Dr Cooke is set to praise the general idea behind the trial schemes that seek to give paramedics and nurses additional training, allowing them to make more detailed and varied medical assessments of the patients they come across than ever before.

This additional training creates a new class of “Emergency Care Practitioners”, which allows them to identify patients that do not need to be transferred to an A&E department. In the past almost all patients who requested an ambulance by 999 were simply transferred to hospital by ambulance no matter what, with paramedics only taking decisions and making medical interventions in the cases of life threatening or other extremely serious injury. In future, they will undertake assessment and treatment that allows them to choose other alternatives, such as taking them to a GP surgery or deciding if they are fit to stay at home.

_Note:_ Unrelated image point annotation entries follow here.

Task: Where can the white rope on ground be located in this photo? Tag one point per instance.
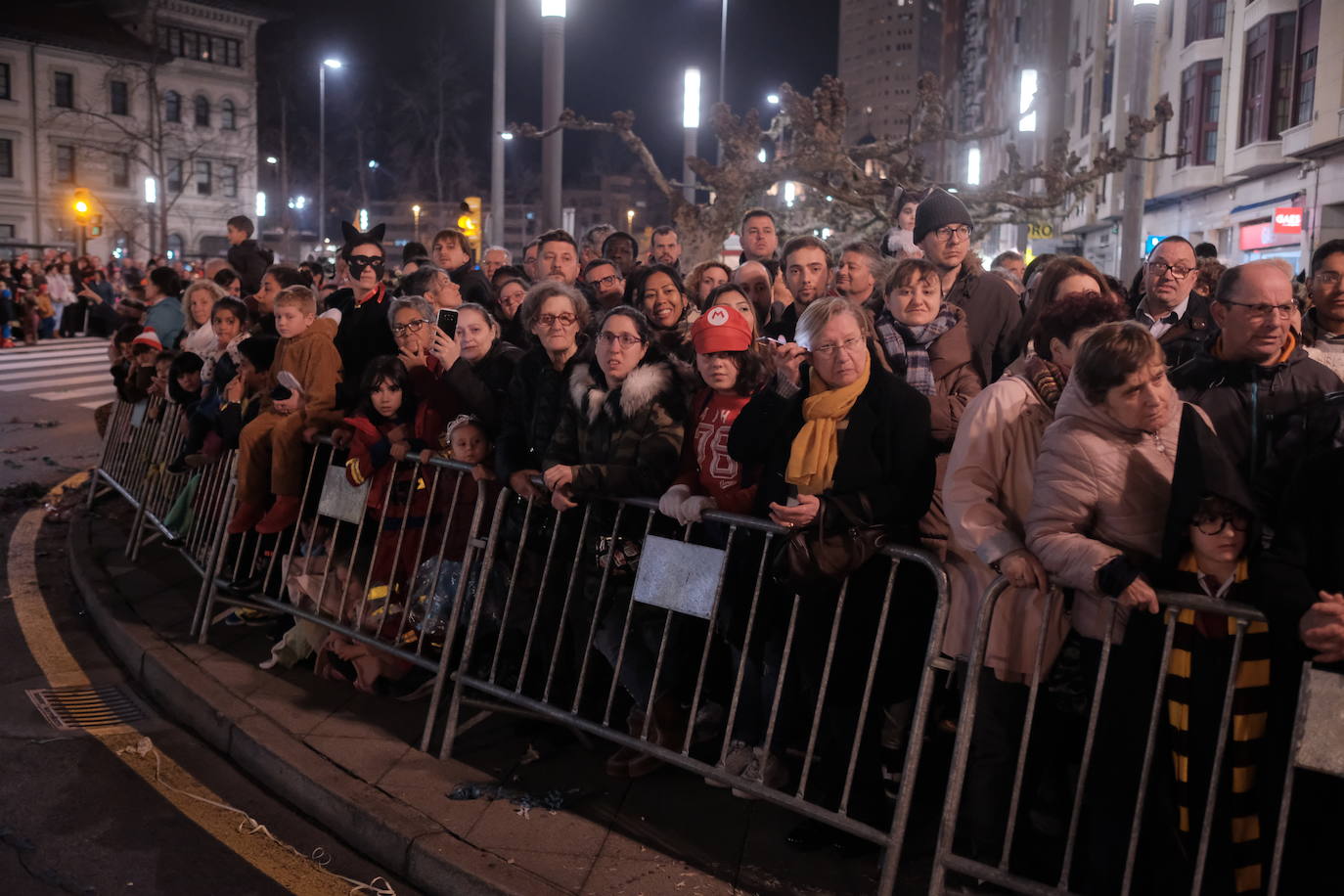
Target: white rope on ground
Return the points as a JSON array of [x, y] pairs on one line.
[[319, 857]]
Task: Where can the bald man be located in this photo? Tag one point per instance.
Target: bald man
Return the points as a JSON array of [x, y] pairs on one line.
[[1256, 375]]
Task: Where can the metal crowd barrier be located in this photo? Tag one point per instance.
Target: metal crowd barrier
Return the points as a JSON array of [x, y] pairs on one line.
[[1003, 874], [293, 572], [514, 655]]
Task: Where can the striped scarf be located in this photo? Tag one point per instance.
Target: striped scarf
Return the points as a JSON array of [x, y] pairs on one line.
[[908, 347], [1250, 704]]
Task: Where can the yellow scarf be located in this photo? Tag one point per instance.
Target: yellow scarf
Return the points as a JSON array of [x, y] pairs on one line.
[[812, 463]]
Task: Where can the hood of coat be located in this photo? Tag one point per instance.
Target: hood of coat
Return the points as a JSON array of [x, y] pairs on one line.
[[640, 389], [952, 349], [1074, 406]]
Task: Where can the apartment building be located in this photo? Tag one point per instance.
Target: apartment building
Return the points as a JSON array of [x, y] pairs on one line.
[[1257, 140], [108, 96]]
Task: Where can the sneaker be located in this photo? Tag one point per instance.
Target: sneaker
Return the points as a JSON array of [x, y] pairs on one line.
[[739, 756], [765, 769]]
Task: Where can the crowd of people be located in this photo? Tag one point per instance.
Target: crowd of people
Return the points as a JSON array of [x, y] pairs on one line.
[[1092, 443]]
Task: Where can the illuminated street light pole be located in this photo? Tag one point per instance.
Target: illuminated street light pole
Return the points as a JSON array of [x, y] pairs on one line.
[[553, 101], [322, 148], [1132, 214], [691, 129]]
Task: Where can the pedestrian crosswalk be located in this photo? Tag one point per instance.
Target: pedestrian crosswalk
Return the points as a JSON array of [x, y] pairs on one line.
[[65, 370]]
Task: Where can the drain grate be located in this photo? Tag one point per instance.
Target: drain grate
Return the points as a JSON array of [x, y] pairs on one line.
[[79, 708]]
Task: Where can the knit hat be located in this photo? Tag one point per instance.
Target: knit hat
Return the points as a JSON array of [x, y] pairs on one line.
[[148, 337], [721, 330], [259, 351], [938, 209]]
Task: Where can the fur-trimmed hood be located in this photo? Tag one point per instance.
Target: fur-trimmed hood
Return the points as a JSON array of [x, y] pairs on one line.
[[642, 388]]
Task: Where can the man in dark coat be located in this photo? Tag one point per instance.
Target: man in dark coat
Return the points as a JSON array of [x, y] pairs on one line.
[[1175, 315], [1254, 377], [942, 231], [245, 255]]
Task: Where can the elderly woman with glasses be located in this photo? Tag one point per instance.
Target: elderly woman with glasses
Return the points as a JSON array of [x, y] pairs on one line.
[[557, 316], [843, 442]]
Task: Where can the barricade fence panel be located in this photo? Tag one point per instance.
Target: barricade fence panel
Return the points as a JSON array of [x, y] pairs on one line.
[[378, 569], [687, 645], [1132, 760]]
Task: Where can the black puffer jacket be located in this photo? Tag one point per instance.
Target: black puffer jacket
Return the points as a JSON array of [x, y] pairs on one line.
[[532, 409], [1251, 406], [622, 442]]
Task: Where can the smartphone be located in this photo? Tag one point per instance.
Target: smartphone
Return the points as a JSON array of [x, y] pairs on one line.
[[448, 321]]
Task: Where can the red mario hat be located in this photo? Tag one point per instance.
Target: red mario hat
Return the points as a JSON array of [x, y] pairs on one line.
[[721, 330]]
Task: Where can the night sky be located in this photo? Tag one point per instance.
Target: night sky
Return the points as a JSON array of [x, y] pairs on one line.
[[620, 54]]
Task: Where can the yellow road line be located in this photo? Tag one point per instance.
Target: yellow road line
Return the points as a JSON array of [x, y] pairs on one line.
[[62, 670]]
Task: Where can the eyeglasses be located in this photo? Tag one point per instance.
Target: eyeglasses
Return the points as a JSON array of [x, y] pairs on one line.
[[359, 262], [1159, 270], [1215, 524], [607, 337], [409, 327], [605, 281], [1261, 310], [830, 348]]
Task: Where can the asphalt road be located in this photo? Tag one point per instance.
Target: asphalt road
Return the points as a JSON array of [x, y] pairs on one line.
[[74, 817]]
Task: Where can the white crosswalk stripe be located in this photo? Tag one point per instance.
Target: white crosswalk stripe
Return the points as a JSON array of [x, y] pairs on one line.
[[67, 370]]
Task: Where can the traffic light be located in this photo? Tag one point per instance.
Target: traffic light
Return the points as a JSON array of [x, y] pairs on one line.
[[82, 205], [470, 222]]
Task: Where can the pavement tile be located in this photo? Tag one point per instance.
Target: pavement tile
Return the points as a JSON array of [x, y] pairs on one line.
[[370, 759], [423, 782], [502, 828], [652, 877]]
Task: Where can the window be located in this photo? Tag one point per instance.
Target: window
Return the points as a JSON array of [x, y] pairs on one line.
[[1199, 113], [118, 98], [65, 164], [1204, 19], [1086, 119], [1308, 36], [64, 82], [1268, 81], [119, 169]]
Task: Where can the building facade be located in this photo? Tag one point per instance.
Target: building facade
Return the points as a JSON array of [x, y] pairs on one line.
[[107, 97]]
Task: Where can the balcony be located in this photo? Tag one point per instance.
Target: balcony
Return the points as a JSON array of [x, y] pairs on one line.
[[1254, 160]]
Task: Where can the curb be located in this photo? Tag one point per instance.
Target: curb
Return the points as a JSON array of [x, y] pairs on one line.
[[403, 841]]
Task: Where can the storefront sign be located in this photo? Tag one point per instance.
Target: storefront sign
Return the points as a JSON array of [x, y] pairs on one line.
[[1287, 219], [1262, 236]]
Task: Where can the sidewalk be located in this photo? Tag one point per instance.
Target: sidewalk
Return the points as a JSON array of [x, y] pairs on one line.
[[345, 759]]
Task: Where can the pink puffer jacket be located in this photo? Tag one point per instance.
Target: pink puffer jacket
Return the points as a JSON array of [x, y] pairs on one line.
[[1100, 490]]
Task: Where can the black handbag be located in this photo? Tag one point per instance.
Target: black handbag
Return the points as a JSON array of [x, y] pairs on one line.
[[819, 557]]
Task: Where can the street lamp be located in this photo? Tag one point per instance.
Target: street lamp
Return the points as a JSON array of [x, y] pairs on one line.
[[553, 100], [322, 146], [691, 128]]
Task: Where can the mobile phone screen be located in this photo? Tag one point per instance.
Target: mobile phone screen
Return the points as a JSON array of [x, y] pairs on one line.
[[448, 321]]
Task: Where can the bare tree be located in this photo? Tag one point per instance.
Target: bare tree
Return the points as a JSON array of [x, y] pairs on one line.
[[809, 148]]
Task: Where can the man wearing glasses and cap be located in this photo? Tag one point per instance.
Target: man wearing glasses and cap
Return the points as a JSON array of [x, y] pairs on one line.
[[1178, 317]]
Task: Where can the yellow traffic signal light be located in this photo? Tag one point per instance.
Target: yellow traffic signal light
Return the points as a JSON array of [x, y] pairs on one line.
[[470, 220], [82, 205]]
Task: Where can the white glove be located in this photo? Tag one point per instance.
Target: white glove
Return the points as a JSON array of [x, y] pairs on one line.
[[694, 507], [671, 501]]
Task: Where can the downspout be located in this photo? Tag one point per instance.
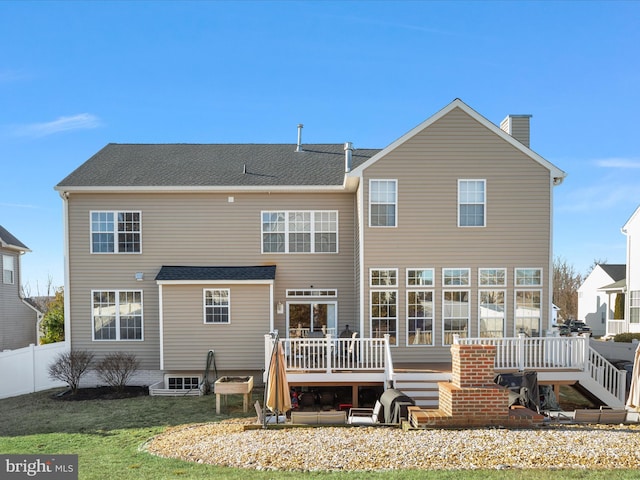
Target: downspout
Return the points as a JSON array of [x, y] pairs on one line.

Dr Cooke is pleased with the potential benefits this will bring in decreasing the number of unnecessary admissions to hospitals, which means real emergency cases will be dealt with even faster than before. However, he is very concerned that this wave of innovative trial schemes with enhanced paramedic roles is being carried out without any investment in serious research or monitoring of how these trial schemes are working.

Dr Cooke will state at the forthcoming conference: “Many of these crucial schemes have been running for over six months yet all we seem to be hearing from them is mere anecdote – we are squandering a unique opportunity to learn real lessons on paramedic and nurse training, ambulance use, and A&E admissions that could be used to benefit patients and staff across the whole health service. It’s ironic that we have some great new ideas being tested on the evaluation of potential emergency patients, but no serious evaluation of those great new ideas.”

The current trials have created 216 Emergency Care practitioners in schemes in Greater Manchester, Hampshire, London, Bedfordshire, Hertfordshire, Coventry, Warwickshire, Hereford, Worcester, Kent, Surrey, Sussex, Norfolk, Suffolk, Cambridgeshire, Teesside, East and North Yorkshire, County Durham, Darlington, South Yorkshire, Devon and Cornwall.